U.S. Congress in 1944 passed the Servicemen’s Readjustment Act. Also known as the GI Bill, the law provided anyone who served in uniform the opportunity to obtain a college scholarship. By 1947, nearly 50 percent of all college students in America were veterans, according to a Time Magazine article. A Post 9/11 GI Bill has since made as much as full tuition money for graduate and undergraduate degrees and vocational or technical training as well as book and housing stipends available to service members on active duty after Sept. 10, 2001.
Now, as part of a Post 9/11 GI Bill, service members on active duty after Sept. 10, 2001 can obtain as much as 100 percent of their tuition money for graduate and undergraduate degrees and vocational or technical training. The bill also allows money for books and housing. Members of the military can get academic credit for military training and experience, and the U.S. Army reportedly has more than 1,900 community college and university partners that accept these credits from soldiers during or after service.

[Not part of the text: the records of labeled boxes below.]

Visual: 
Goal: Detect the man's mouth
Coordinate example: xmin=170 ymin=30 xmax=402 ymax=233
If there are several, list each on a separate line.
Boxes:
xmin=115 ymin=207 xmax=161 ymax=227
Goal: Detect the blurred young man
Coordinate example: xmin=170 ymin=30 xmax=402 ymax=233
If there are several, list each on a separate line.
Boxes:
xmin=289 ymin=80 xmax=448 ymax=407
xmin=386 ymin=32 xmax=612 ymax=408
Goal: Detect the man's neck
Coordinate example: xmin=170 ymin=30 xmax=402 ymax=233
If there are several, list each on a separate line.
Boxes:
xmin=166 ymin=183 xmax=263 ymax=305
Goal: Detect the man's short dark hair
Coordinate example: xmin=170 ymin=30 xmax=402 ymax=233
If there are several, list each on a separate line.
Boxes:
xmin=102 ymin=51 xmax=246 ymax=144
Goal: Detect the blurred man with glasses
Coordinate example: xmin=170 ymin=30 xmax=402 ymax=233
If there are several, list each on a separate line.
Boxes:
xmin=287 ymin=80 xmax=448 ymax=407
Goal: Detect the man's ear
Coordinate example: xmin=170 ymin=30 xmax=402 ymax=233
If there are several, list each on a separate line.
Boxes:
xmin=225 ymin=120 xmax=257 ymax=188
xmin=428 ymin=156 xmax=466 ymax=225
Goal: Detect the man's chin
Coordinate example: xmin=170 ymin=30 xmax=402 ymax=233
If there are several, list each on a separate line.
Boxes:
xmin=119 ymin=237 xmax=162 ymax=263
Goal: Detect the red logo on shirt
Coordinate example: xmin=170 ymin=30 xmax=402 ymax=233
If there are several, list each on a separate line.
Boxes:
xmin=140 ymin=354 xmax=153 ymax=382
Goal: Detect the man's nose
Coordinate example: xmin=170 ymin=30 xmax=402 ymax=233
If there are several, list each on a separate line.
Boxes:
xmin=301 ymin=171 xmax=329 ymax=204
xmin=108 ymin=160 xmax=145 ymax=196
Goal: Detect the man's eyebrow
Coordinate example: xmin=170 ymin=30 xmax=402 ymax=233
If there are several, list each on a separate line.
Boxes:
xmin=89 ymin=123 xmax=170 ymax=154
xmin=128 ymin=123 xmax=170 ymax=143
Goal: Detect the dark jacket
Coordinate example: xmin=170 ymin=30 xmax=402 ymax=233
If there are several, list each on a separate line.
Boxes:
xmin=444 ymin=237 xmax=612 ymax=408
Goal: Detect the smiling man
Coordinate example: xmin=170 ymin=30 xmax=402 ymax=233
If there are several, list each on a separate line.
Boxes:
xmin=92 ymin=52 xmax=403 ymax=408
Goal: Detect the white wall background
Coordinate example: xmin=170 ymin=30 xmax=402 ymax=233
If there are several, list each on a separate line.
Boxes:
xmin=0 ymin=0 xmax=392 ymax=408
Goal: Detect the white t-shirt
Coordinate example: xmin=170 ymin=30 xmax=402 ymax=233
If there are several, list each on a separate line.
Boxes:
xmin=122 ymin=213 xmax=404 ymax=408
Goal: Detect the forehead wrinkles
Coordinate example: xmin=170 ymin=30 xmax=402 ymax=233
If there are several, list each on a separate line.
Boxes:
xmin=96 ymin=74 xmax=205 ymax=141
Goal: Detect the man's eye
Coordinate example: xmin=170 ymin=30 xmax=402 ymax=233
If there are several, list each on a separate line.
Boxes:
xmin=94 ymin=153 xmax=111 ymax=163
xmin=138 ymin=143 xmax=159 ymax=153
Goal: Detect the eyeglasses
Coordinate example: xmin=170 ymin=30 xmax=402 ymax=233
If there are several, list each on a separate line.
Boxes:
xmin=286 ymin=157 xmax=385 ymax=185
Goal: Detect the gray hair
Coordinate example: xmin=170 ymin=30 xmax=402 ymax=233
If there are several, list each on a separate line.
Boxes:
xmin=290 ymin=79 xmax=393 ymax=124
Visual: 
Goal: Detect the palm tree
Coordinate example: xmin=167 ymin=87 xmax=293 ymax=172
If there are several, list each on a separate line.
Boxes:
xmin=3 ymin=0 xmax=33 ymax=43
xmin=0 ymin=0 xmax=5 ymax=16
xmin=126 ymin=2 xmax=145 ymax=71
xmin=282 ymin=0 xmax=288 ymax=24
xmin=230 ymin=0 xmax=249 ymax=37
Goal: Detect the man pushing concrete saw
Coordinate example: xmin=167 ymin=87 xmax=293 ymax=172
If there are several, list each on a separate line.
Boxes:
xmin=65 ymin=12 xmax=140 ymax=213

Local, accredited universities are said to make continuing education convenient for soldiers by offering satellite campuses on many bases, and online college courses and programs allow for greater mobility. Technological advances in distance learning opportunities make it easier for deployed service members to continue their education, Lori Popp told the Jacksonville Daily News.
Lori Popp told the Jacksonville Daily News that technological advances in distance education now make it easier for deployed service members to continue their education. The consortium, comprised of organizations and institutions committed to quality online education, recently released the results of a study entitled “Learning on Demand: Online Education in the United States.” Between the falls of 2007 and 2008, the study noted, the number of online students increased by 17 percent, to 4.6 million.
According to Popp, more than 1,000 deployed marines and sailors these days put tuition assistance to use. Among the military, online courses are a “boon” for those who “want to participate in college despite geographic displacement,” an October article in The Chronicle of Higher Education reported. The article, centered around a professor and National Guardsman who continued teaching online classes after being deployed to Iraq, noted that soldiers work, read, exercise, play video games and watch movies when the situation isn’t hectic. Deployed soldiers also enroll in online college classes, according to The Chronicle.
Corporal Dakota Berg was reportedly doing just this when the Jacksonville Daily News told his story in July. Berg graduated high school in 2006 and joined the U.S. Marines for the degree programs online benefits. The military’s tuition assistance program alleviated a lot of financial and mental stress, Berg told the Daily News. He’s using them to pursue his online school and online university degree in accounting—an endeavor that his deployment from Parris Island, S.C., to Iraq hasn’t interrupted.